Presented By O'Reilly and Cloudera
December 5-6, 2016: Training
December 6–8, 2016: Tutorials & Conference

Architecting a next-generation data platform for real-time ETL, data analytics, and data warehousing

Mark Grover (Lyft), Ted Malaska (Capital One), Jonathan Seidman (Cloudera)
9:00am–12:30pm Tuesday, December 6, 2016
Hadoop use cases
Location: 310/311 Level: Intermediate
Average rating: ****.
(4.75, 4 ratings)

Prerequisite Knowledge

  • An understanding of Hadoop concepts and components in the Hadoop ecosystem
  • Familiarity with traditional data management systems (e.g., relational databases)
  • Knowledge of programming languages and concepts

What you'll learn

  • Understand how new and existing tools in the Hadoop ecosystem can be integrated to implement new types of data processing and analysis
  • Learn considerations and best practices for implementing these applications


Apache Hadoop is rapidly moving from its batch processing roots to a more flexible platform supporting both batch and real-time workloads.
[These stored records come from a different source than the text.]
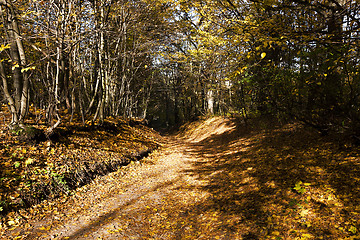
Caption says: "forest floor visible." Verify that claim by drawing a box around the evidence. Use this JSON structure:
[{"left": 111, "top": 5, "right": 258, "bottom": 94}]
[{"left": 0, "top": 117, "right": 360, "bottom": 239}]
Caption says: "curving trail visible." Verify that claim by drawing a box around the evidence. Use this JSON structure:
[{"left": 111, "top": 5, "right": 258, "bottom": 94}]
[{"left": 4, "top": 118, "right": 360, "bottom": 240}]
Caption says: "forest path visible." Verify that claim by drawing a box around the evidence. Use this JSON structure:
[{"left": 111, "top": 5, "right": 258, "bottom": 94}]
[
  {"left": 23, "top": 129, "right": 243, "bottom": 239},
  {"left": 5, "top": 118, "right": 360, "bottom": 240}
]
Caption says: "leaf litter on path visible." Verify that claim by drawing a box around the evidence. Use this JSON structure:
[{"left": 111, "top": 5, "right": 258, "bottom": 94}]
[{"left": 0, "top": 118, "right": 360, "bottom": 239}]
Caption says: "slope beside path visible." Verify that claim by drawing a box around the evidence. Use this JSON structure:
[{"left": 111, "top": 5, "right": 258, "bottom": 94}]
[{"left": 2, "top": 118, "right": 360, "bottom": 239}]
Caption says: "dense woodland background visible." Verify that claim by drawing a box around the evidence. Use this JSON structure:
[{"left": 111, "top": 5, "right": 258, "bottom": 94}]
[{"left": 0, "top": 0, "right": 360, "bottom": 133}]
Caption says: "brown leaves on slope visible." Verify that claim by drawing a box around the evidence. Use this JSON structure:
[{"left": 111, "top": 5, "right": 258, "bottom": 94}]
[
  {"left": 178, "top": 119, "right": 360, "bottom": 239},
  {"left": 0, "top": 110, "right": 160, "bottom": 232}
]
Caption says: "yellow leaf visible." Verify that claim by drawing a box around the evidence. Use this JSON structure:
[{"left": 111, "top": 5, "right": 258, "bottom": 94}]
[{"left": 25, "top": 158, "right": 34, "bottom": 165}]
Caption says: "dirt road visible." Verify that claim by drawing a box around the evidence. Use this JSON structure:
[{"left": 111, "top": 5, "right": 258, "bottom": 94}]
[{"left": 7, "top": 118, "right": 360, "bottom": 240}]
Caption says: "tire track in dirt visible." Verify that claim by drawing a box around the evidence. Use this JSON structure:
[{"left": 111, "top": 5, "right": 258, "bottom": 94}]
[{"left": 26, "top": 138, "right": 211, "bottom": 239}]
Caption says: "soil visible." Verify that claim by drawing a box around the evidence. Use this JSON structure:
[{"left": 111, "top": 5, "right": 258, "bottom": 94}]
[{"left": 2, "top": 118, "right": 360, "bottom": 239}]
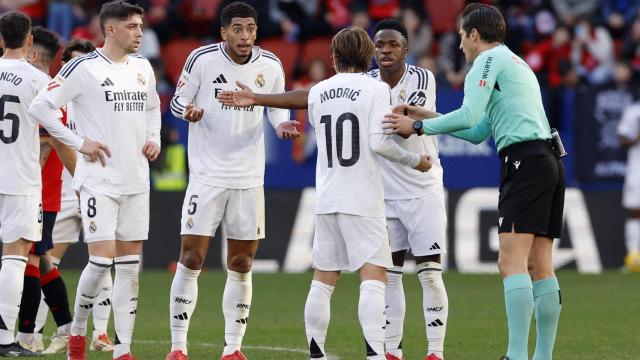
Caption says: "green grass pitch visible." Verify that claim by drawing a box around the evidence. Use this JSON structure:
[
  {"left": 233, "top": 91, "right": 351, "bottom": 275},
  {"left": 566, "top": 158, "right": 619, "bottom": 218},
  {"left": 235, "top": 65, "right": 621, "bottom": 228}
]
[{"left": 45, "top": 271, "right": 640, "bottom": 360}]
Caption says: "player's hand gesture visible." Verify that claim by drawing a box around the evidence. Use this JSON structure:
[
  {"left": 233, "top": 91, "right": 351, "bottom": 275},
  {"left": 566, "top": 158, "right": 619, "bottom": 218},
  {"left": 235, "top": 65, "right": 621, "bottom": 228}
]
[
  {"left": 184, "top": 104, "right": 204, "bottom": 122},
  {"left": 414, "top": 154, "right": 433, "bottom": 172},
  {"left": 217, "top": 81, "right": 256, "bottom": 107},
  {"left": 276, "top": 120, "right": 300, "bottom": 140},
  {"left": 382, "top": 113, "right": 416, "bottom": 137},
  {"left": 80, "top": 137, "right": 111, "bottom": 166},
  {"left": 142, "top": 140, "right": 160, "bottom": 161},
  {"left": 391, "top": 104, "right": 438, "bottom": 120}
]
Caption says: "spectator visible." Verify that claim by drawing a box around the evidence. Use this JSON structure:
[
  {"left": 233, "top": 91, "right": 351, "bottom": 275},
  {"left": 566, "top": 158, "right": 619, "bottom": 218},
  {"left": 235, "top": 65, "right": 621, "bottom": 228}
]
[
  {"left": 601, "top": 0, "right": 640, "bottom": 38},
  {"left": 525, "top": 25, "right": 571, "bottom": 88},
  {"left": 402, "top": 7, "right": 433, "bottom": 64},
  {"left": 551, "top": 0, "right": 598, "bottom": 26},
  {"left": 571, "top": 18, "right": 614, "bottom": 85}
]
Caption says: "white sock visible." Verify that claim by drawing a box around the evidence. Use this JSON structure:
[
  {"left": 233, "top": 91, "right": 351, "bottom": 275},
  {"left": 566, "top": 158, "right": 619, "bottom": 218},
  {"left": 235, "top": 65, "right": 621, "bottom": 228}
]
[
  {"left": 0, "top": 255, "right": 27, "bottom": 345},
  {"left": 35, "top": 294, "right": 49, "bottom": 332},
  {"left": 624, "top": 219, "right": 640, "bottom": 253},
  {"left": 169, "top": 263, "right": 200, "bottom": 355},
  {"left": 358, "top": 280, "right": 386, "bottom": 360},
  {"left": 304, "top": 280, "right": 334, "bottom": 359},
  {"left": 418, "top": 261, "right": 449, "bottom": 357},
  {"left": 92, "top": 271, "right": 113, "bottom": 339},
  {"left": 222, "top": 270, "right": 253, "bottom": 355},
  {"left": 71, "top": 255, "right": 113, "bottom": 336},
  {"left": 384, "top": 266, "right": 406, "bottom": 359},
  {"left": 114, "top": 255, "right": 140, "bottom": 359}
]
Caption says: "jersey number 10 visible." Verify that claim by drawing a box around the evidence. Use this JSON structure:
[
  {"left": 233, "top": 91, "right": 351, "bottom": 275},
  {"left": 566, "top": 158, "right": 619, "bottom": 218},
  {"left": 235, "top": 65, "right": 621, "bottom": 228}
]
[{"left": 320, "top": 113, "right": 360, "bottom": 168}]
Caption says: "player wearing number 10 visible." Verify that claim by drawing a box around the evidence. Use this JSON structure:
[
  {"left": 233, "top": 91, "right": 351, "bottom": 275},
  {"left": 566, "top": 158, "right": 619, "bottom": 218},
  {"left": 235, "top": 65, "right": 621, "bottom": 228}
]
[
  {"left": 0, "top": 12, "right": 49, "bottom": 356},
  {"left": 305, "top": 27, "right": 431, "bottom": 359}
]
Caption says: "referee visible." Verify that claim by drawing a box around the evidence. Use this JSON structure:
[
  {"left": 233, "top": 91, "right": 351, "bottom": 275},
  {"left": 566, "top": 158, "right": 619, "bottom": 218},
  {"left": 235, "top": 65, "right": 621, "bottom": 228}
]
[{"left": 385, "top": 4, "right": 565, "bottom": 360}]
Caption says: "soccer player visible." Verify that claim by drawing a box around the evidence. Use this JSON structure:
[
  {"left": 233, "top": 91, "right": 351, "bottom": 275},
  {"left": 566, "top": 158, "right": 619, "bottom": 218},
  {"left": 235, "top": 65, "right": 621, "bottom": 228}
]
[
  {"left": 304, "top": 27, "right": 432, "bottom": 359},
  {"left": 16, "top": 26, "right": 76, "bottom": 351},
  {"left": 0, "top": 11, "right": 50, "bottom": 357},
  {"left": 34, "top": 37, "right": 113, "bottom": 354},
  {"left": 166, "top": 2, "right": 299, "bottom": 360},
  {"left": 618, "top": 98, "right": 640, "bottom": 264},
  {"left": 30, "top": 0, "right": 160, "bottom": 360},
  {"left": 385, "top": 4, "right": 565, "bottom": 360},
  {"left": 219, "top": 19, "right": 449, "bottom": 360}
]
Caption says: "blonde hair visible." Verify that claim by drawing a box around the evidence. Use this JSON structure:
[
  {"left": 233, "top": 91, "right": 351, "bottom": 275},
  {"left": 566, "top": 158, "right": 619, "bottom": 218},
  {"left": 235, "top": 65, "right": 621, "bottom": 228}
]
[{"left": 331, "top": 26, "right": 375, "bottom": 72}]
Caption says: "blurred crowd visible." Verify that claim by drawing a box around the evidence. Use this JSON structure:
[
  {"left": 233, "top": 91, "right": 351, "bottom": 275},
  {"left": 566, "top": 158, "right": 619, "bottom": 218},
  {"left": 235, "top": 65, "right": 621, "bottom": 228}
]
[{"left": 0, "top": 0, "right": 640, "bottom": 173}]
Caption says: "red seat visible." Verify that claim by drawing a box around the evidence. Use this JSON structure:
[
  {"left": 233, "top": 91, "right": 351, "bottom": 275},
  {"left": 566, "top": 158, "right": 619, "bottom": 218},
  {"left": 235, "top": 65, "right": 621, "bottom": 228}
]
[
  {"left": 162, "top": 39, "right": 202, "bottom": 85},
  {"left": 258, "top": 38, "right": 300, "bottom": 81},
  {"left": 302, "top": 37, "right": 333, "bottom": 75}
]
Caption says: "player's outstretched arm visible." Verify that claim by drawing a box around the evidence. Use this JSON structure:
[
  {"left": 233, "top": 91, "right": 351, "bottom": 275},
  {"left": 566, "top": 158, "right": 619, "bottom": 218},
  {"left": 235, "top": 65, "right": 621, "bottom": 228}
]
[{"left": 218, "top": 81, "right": 309, "bottom": 109}]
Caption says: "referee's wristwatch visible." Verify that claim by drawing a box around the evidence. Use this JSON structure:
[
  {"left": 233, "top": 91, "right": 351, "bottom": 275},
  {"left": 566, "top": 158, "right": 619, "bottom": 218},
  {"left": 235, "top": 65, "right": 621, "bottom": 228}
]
[{"left": 413, "top": 120, "right": 424, "bottom": 136}]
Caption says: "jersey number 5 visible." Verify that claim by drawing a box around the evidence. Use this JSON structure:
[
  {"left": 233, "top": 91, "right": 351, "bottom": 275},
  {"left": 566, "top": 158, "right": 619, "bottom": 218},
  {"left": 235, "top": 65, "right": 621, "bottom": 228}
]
[
  {"left": 320, "top": 113, "right": 360, "bottom": 167},
  {"left": 0, "top": 95, "right": 20, "bottom": 144}
]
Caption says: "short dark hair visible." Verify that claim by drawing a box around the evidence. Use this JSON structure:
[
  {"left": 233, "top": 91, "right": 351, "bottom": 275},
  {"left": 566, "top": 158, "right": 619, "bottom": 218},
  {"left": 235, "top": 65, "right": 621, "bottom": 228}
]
[
  {"left": 62, "top": 39, "right": 96, "bottom": 62},
  {"left": 373, "top": 19, "right": 409, "bottom": 41},
  {"left": 100, "top": 0, "right": 144, "bottom": 35},
  {"left": 0, "top": 11, "right": 31, "bottom": 49},
  {"left": 462, "top": 3, "right": 507, "bottom": 42},
  {"left": 220, "top": 1, "right": 258, "bottom": 28},
  {"left": 31, "top": 26, "right": 60, "bottom": 63},
  {"left": 331, "top": 26, "right": 375, "bottom": 72}
]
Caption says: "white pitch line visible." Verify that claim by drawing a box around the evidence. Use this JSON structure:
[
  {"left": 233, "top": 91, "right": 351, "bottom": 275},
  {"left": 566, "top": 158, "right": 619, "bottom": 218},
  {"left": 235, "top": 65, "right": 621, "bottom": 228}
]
[{"left": 133, "top": 340, "right": 340, "bottom": 360}]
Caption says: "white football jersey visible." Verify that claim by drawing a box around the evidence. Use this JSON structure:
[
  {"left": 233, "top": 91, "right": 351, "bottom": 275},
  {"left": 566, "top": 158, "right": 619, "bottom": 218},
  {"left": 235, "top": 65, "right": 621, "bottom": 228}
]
[
  {"left": 369, "top": 64, "right": 443, "bottom": 200},
  {"left": 618, "top": 103, "right": 640, "bottom": 182},
  {"left": 171, "top": 42, "right": 289, "bottom": 189},
  {"left": 308, "top": 73, "right": 391, "bottom": 217},
  {"left": 0, "top": 59, "right": 49, "bottom": 195},
  {"left": 38, "top": 49, "right": 160, "bottom": 195}
]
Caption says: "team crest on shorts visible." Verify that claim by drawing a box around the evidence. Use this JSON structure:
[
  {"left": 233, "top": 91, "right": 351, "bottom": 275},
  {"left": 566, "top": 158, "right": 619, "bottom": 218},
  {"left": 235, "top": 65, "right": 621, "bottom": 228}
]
[
  {"left": 256, "top": 74, "right": 265, "bottom": 87},
  {"left": 398, "top": 89, "right": 407, "bottom": 103},
  {"left": 89, "top": 221, "right": 98, "bottom": 234}
]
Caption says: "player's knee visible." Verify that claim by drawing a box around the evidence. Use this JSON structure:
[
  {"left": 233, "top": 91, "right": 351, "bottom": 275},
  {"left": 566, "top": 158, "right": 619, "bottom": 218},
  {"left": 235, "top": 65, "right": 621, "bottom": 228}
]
[
  {"left": 227, "top": 254, "right": 253, "bottom": 273},
  {"left": 180, "top": 250, "right": 204, "bottom": 270}
]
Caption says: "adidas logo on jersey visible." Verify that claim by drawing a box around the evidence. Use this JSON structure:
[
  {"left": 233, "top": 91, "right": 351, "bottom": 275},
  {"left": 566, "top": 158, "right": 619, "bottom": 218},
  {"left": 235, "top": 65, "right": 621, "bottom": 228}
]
[
  {"left": 213, "top": 74, "right": 227, "bottom": 84},
  {"left": 100, "top": 78, "right": 115, "bottom": 86}
]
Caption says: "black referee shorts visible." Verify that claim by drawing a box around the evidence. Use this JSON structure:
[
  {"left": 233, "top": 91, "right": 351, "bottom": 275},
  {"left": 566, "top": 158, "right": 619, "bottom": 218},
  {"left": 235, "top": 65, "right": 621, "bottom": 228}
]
[{"left": 498, "top": 140, "right": 565, "bottom": 238}]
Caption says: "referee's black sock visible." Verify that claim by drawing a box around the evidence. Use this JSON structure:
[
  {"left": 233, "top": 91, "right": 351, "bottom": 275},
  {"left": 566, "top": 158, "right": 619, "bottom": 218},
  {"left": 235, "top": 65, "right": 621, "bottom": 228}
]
[
  {"left": 18, "top": 264, "right": 40, "bottom": 334},
  {"left": 40, "top": 267, "right": 73, "bottom": 327}
]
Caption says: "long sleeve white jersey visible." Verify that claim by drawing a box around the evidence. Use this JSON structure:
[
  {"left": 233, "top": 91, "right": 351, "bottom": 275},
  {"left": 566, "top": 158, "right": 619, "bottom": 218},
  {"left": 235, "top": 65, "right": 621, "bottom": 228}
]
[
  {"left": 369, "top": 64, "right": 442, "bottom": 200},
  {"left": 31, "top": 49, "right": 161, "bottom": 195},
  {"left": 308, "top": 73, "right": 420, "bottom": 217},
  {"left": 171, "top": 42, "right": 289, "bottom": 189},
  {"left": 0, "top": 59, "right": 49, "bottom": 195}
]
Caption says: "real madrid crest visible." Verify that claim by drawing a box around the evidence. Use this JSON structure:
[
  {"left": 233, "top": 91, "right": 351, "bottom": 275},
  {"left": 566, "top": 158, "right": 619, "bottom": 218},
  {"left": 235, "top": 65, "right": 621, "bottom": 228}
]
[
  {"left": 256, "top": 74, "right": 265, "bottom": 87},
  {"left": 398, "top": 89, "right": 407, "bottom": 103},
  {"left": 89, "top": 221, "right": 98, "bottom": 234}
]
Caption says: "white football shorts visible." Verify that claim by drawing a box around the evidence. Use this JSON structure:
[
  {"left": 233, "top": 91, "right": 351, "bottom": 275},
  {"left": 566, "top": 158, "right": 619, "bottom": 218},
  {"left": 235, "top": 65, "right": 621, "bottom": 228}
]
[
  {"left": 0, "top": 193, "right": 42, "bottom": 244},
  {"left": 53, "top": 199, "right": 82, "bottom": 244},
  {"left": 313, "top": 213, "right": 393, "bottom": 271},
  {"left": 385, "top": 189, "right": 447, "bottom": 256},
  {"left": 622, "top": 169, "right": 640, "bottom": 209},
  {"left": 180, "top": 181, "right": 265, "bottom": 240},
  {"left": 80, "top": 186, "right": 149, "bottom": 243}
]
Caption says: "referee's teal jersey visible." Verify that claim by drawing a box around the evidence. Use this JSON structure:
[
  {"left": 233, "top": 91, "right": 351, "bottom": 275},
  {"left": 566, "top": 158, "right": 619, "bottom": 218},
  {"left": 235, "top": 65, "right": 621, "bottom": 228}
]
[{"left": 422, "top": 44, "right": 551, "bottom": 151}]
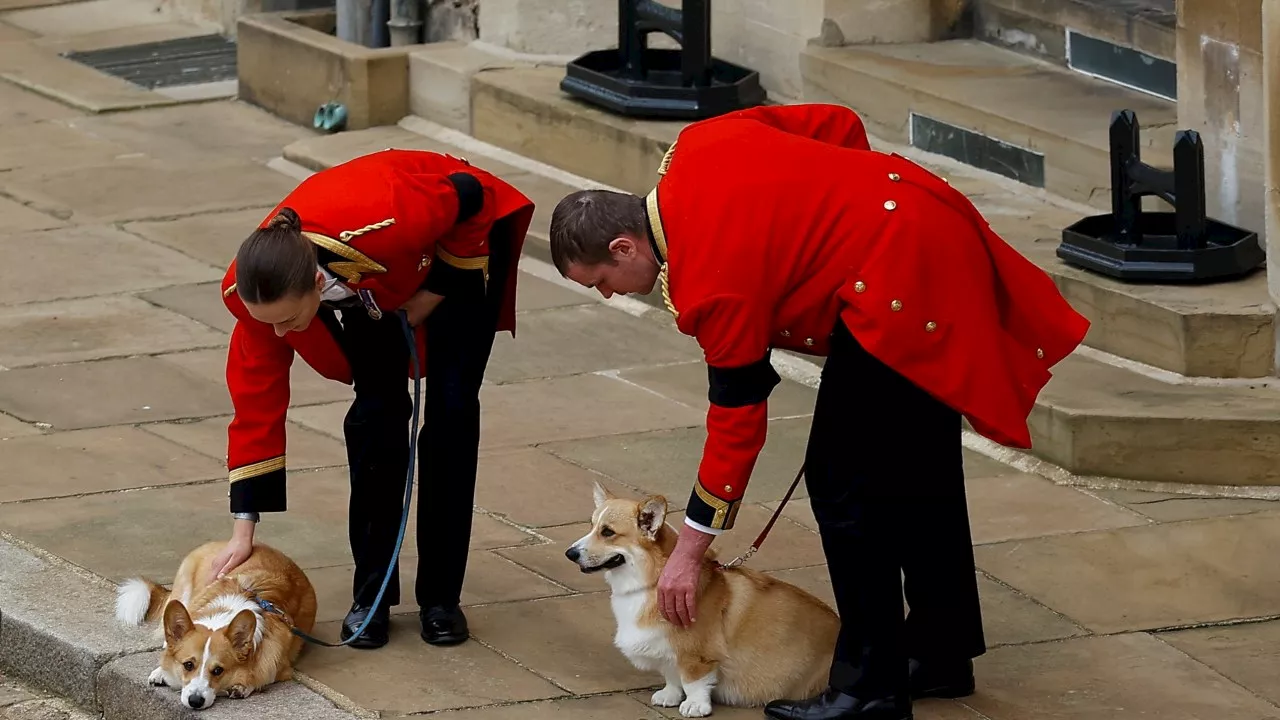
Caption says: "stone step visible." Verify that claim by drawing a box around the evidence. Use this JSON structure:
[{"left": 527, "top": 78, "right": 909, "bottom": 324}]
[
  {"left": 800, "top": 40, "right": 1178, "bottom": 210},
  {"left": 974, "top": 0, "right": 1178, "bottom": 99},
  {"left": 277, "top": 122, "right": 1280, "bottom": 493},
  {"left": 442, "top": 68, "right": 1275, "bottom": 377}
]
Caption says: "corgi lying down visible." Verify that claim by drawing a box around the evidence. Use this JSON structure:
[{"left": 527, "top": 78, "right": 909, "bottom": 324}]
[
  {"left": 115, "top": 542, "right": 316, "bottom": 710},
  {"left": 564, "top": 484, "right": 840, "bottom": 717}
]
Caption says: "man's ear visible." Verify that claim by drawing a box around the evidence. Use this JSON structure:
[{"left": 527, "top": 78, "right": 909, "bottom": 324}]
[
  {"left": 591, "top": 482, "right": 613, "bottom": 510},
  {"left": 637, "top": 495, "right": 667, "bottom": 539}
]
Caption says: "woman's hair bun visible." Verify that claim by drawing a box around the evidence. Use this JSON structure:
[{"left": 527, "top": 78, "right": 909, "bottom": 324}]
[{"left": 266, "top": 208, "right": 302, "bottom": 232}]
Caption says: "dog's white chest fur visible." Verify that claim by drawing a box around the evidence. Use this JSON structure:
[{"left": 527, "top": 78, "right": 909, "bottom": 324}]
[{"left": 609, "top": 578, "right": 676, "bottom": 670}]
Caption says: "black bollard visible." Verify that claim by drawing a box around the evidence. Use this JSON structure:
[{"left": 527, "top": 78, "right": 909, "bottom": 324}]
[
  {"left": 1057, "top": 110, "right": 1266, "bottom": 283},
  {"left": 561, "top": 0, "right": 764, "bottom": 120}
]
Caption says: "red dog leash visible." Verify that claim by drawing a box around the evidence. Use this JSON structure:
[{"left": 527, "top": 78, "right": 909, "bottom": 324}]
[{"left": 716, "top": 462, "right": 804, "bottom": 570}]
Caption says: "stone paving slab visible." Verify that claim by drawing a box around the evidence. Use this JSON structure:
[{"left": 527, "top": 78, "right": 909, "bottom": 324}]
[
  {"left": 0, "top": 357, "right": 233, "bottom": 430},
  {"left": 0, "top": 536, "right": 157, "bottom": 707},
  {"left": 124, "top": 207, "right": 273, "bottom": 269},
  {"left": 0, "top": 192, "right": 67, "bottom": 233},
  {"left": 485, "top": 304, "right": 701, "bottom": 383},
  {"left": 298, "top": 615, "right": 566, "bottom": 715},
  {"left": 0, "top": 224, "right": 221, "bottom": 305},
  {"left": 138, "top": 282, "right": 236, "bottom": 336},
  {"left": 964, "top": 633, "right": 1280, "bottom": 720},
  {"left": 97, "top": 651, "right": 357, "bottom": 720},
  {"left": 974, "top": 512, "right": 1280, "bottom": 633},
  {"left": 0, "top": 158, "right": 297, "bottom": 224},
  {"left": 0, "top": 296, "right": 227, "bottom": 368},
  {"left": 0, "top": 427, "right": 225, "bottom": 502}
]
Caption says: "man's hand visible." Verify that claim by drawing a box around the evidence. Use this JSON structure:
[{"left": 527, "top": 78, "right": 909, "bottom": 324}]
[
  {"left": 658, "top": 525, "right": 716, "bottom": 628},
  {"left": 209, "top": 520, "right": 257, "bottom": 583},
  {"left": 401, "top": 290, "right": 444, "bottom": 328}
]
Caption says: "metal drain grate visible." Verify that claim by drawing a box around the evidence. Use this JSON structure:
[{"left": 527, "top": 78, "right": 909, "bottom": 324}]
[{"left": 64, "top": 35, "right": 237, "bottom": 90}]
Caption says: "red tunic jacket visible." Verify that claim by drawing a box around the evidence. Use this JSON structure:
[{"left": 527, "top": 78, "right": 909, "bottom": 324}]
[
  {"left": 223, "top": 150, "right": 534, "bottom": 512},
  {"left": 646, "top": 105, "right": 1089, "bottom": 532}
]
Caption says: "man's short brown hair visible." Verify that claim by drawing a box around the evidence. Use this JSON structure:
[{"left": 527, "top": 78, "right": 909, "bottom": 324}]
[{"left": 550, "top": 190, "right": 649, "bottom": 275}]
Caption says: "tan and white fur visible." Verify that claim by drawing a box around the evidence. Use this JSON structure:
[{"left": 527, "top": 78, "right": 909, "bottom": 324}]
[
  {"left": 115, "top": 542, "right": 316, "bottom": 710},
  {"left": 566, "top": 484, "right": 840, "bottom": 717}
]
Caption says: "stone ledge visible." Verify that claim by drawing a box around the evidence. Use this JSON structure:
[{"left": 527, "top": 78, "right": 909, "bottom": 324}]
[{"left": 0, "top": 533, "right": 355, "bottom": 720}]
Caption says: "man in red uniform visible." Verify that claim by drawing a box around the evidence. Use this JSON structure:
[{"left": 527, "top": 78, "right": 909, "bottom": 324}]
[
  {"left": 211, "top": 150, "right": 534, "bottom": 648},
  {"left": 550, "top": 105, "right": 1088, "bottom": 720}
]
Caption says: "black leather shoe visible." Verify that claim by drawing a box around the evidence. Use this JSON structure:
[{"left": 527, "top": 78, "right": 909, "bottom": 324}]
[
  {"left": 908, "top": 659, "right": 974, "bottom": 700},
  {"left": 417, "top": 605, "right": 471, "bottom": 646},
  {"left": 764, "top": 688, "right": 913, "bottom": 720},
  {"left": 339, "top": 603, "right": 392, "bottom": 650}
]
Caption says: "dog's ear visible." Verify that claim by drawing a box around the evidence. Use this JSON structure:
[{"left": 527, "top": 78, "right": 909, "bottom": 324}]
[
  {"left": 164, "top": 600, "right": 192, "bottom": 647},
  {"left": 591, "top": 480, "right": 613, "bottom": 510},
  {"left": 224, "top": 610, "right": 257, "bottom": 660},
  {"left": 636, "top": 495, "right": 667, "bottom": 539}
]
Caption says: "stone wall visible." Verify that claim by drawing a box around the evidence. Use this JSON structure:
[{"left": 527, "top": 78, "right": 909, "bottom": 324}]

Rapid advancements in the Hadoop ecosystem are causing a dramatic evolution in both the storage and processing capabilities of the Hadoop platform. These advancements include projects like:

  • Apache Kudu (incubating), a modern columnar data store which complements HDFS and Apache HBase by offering efficient analytical capabilities and fast inserts and updates with Hadoop.
  • Apache Kafka, which provides a high-throughput and highly reliable distributed message transport.
  • Apache Impala (incubating), a highly concurrent, massively parallel processing query engine for Hadoop.
  • Apache Spark, which is rapidly replacing frameworks such as MapReduce for processing data on Hadoop due to its efficient design and optimized use of memory. Spark components such as Spark Streaming and Spark SQL provide powerful near real-time processing, enabling new applications using the Hadoop platform.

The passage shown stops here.